“The Masters”- Organizational Education

Share:

puttJust as so many others who watched The Masters, I was amazed and excited for Bubba Watson. The winning shot on the 10th hole of a sudden death playoff match, Bubba hooked a wedge shot from in the trees and landed it on the green. An impossible shot! Astonished by the intensity of this game, it made me think about how company education is like golf. Companies seek to hire great talent, and when they do, the initial investment, after the hiring process, goes into educating those individuals how to “master” the skills they will need, not just do their job, but to excel at it.
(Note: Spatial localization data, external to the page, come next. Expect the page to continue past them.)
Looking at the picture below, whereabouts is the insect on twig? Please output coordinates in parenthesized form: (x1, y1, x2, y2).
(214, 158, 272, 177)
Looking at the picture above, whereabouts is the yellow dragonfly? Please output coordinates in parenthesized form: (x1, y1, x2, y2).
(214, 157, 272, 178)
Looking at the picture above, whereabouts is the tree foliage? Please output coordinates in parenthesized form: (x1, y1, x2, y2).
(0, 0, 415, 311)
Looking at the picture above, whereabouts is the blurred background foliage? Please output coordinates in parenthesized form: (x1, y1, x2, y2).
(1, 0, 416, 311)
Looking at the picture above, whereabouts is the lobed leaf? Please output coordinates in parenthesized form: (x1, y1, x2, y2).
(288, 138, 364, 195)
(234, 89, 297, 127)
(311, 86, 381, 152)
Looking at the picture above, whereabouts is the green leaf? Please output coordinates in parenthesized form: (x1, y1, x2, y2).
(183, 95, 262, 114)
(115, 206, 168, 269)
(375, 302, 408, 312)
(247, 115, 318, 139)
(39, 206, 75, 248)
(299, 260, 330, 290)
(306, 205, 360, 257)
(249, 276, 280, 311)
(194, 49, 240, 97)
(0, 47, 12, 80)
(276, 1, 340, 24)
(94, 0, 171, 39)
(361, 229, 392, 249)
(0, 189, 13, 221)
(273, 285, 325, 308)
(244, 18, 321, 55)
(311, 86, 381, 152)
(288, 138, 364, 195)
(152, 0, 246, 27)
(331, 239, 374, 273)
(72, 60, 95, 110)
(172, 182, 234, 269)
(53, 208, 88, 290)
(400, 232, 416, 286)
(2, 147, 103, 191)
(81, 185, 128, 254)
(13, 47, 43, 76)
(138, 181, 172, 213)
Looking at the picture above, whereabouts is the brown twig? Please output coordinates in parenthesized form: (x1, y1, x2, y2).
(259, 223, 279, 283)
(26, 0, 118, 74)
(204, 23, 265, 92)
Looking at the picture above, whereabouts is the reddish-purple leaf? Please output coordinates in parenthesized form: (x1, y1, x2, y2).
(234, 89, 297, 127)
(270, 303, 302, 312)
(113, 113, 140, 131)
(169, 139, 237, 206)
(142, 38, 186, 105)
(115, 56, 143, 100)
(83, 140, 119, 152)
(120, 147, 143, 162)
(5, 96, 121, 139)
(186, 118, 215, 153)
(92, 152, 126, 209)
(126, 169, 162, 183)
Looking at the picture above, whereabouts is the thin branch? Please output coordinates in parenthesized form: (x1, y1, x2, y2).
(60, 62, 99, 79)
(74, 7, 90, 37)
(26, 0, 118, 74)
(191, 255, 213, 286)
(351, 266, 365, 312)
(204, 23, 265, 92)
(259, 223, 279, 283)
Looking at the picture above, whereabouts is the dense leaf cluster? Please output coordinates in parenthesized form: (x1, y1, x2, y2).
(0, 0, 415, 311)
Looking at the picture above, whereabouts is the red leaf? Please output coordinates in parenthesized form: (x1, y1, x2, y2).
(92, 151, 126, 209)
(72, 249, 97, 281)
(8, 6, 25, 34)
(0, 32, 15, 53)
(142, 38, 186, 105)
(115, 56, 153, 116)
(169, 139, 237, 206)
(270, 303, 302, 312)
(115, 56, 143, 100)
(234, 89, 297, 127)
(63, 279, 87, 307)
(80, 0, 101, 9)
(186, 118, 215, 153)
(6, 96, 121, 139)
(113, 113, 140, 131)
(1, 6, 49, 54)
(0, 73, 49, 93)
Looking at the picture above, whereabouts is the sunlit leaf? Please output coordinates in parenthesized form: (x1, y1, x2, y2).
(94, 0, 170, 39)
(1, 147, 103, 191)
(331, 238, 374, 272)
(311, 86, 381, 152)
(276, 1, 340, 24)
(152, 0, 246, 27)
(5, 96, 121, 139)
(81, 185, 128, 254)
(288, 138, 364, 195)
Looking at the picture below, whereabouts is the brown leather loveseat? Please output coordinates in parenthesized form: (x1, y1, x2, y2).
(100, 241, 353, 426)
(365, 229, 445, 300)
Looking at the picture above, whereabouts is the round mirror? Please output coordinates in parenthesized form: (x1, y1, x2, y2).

After all, that’s why we hire them.

Now that the top talent has been hired, putting those employees out on the practice range with a bucket of golf balls isn’t going to prepare them for playing a round of 18 holes. The practice range doesn’t allow players to practice hitting a shot out of a bunker, from the rough, or from behind a tree. It only allows someone to practice limited golf shots. Why should a training course limit new talent in the necessary skills to perform their job? The answer is, it shouldn’t. Here are a few quick tips, or simple reminders, to enhance your education program.
 
  1. Practice! Practice! Practice! – As the saying goes, “practice makes perfect”. I can’t guarantee that you will become a professional golfer, but it can make your employees better prepared to do their jobs. Create activities and an environment that allows employees to practice their new skills.
  2. Play the course. Nothing teaches you more about the game of golf than playing a few holes on a course. In the classroom, create some challenging real-world examples or scenarios that employees will encounter in their job. This may require sitting with other groups, or listening to phone calls, but the more “real” the examples, the better it will resonate in the classroom.
  3. Lower the handicap. Nothing says I have mastered my golf game better than the score card. Employees need to demonstrate competency with the new skills they have acquired. Create a proficiency program that allows employees to demonstrate aptitude on the job. This may be a knowledge assessment and/or a simple demonstration.
  4. Use the Gallery. Just like in golf, the gallery cheers on the leader. Use social media as a way for employees to continue their learning in an informal style. Post “Just in time” messages, daily or weekly tips, or questions of the day. Social media can foster continuous learning while creating a community within your organization.
In golf, focusing on the basics can enhance the quality of your game. The same applies with organizational education programs. Getting “back to the basics” will prepare your employees for a victory in the “Masters” journey, called their job.